Actually, I learned my pincha and handstand through a lot of falling. I really think that it can help take the fear away, but the important thing is to not lose control of your body during the fall. I think maybe the best thing to teach your students would be core control, because I’ve never felt any painful sensations after falling out of pincha (or any other inversion for that matter) simply because I really rely on my core while I’m falling and it makes the fall slower and softer, so I don’t feel a ‘thud’ once I land. Furthermore, since core is essential for inversions as it is, the only thing to make sure to do is not lose the core control all the way until you’ve landed. I’m not a huge expert on this, but I hope this helps somehow. :slight_smile:

Namaste!

Sounds like you’re describing a drop back transition from pinchamayurasana to dwi pada viparita dandasana. Is that correct? Sounds a tad aggressive to teach to a room full of students.
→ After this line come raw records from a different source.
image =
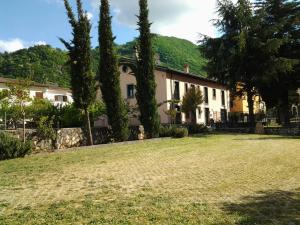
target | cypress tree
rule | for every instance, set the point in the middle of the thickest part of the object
(109, 76)
(231, 56)
(83, 82)
(146, 86)
(280, 50)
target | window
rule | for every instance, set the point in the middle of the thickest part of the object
(61, 98)
(206, 95)
(199, 112)
(176, 90)
(214, 94)
(223, 115)
(125, 69)
(39, 95)
(223, 97)
(130, 91)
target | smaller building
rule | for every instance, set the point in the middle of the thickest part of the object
(239, 107)
(53, 93)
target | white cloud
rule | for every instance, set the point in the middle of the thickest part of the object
(17, 44)
(180, 18)
(89, 15)
(11, 45)
(40, 43)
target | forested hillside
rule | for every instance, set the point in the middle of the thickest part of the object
(172, 52)
(45, 64)
(42, 64)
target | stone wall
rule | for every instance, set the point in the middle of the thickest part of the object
(290, 131)
(73, 137)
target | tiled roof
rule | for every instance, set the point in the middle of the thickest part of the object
(168, 69)
(5, 80)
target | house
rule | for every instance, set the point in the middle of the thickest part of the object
(296, 108)
(55, 94)
(240, 110)
(172, 85)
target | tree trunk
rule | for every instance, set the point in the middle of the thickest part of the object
(5, 121)
(251, 108)
(24, 129)
(89, 129)
(284, 111)
(194, 117)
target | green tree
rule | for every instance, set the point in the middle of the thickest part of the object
(109, 76)
(83, 83)
(146, 86)
(19, 98)
(191, 101)
(279, 53)
(232, 59)
(4, 106)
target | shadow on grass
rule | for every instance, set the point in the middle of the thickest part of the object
(267, 208)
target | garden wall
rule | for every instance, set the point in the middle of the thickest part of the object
(290, 131)
(73, 137)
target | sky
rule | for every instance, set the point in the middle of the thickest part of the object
(25, 23)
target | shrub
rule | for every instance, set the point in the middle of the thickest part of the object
(165, 131)
(173, 131)
(11, 147)
(196, 128)
(180, 132)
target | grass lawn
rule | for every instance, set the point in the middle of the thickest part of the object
(214, 180)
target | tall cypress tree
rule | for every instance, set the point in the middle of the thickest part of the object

However, if that is your plan, I would suggest trying that with partners to assist in the descent. Not exactly sure how since I haven’t tried that transition…thinking of a partner on each side clasping wrists behind the students hips or something. After, of course, lots of backbend preps.

dear pino,

Are you kicking up into this posture, or transitioning from headstand?

If you can’t do a headstand without kicking up, then you will likely fall. Same with this posture. Remove the fear by building the proper strength and DON"T fall. People should not be falling out of postures, and you shouldn’t be teaching them to do so.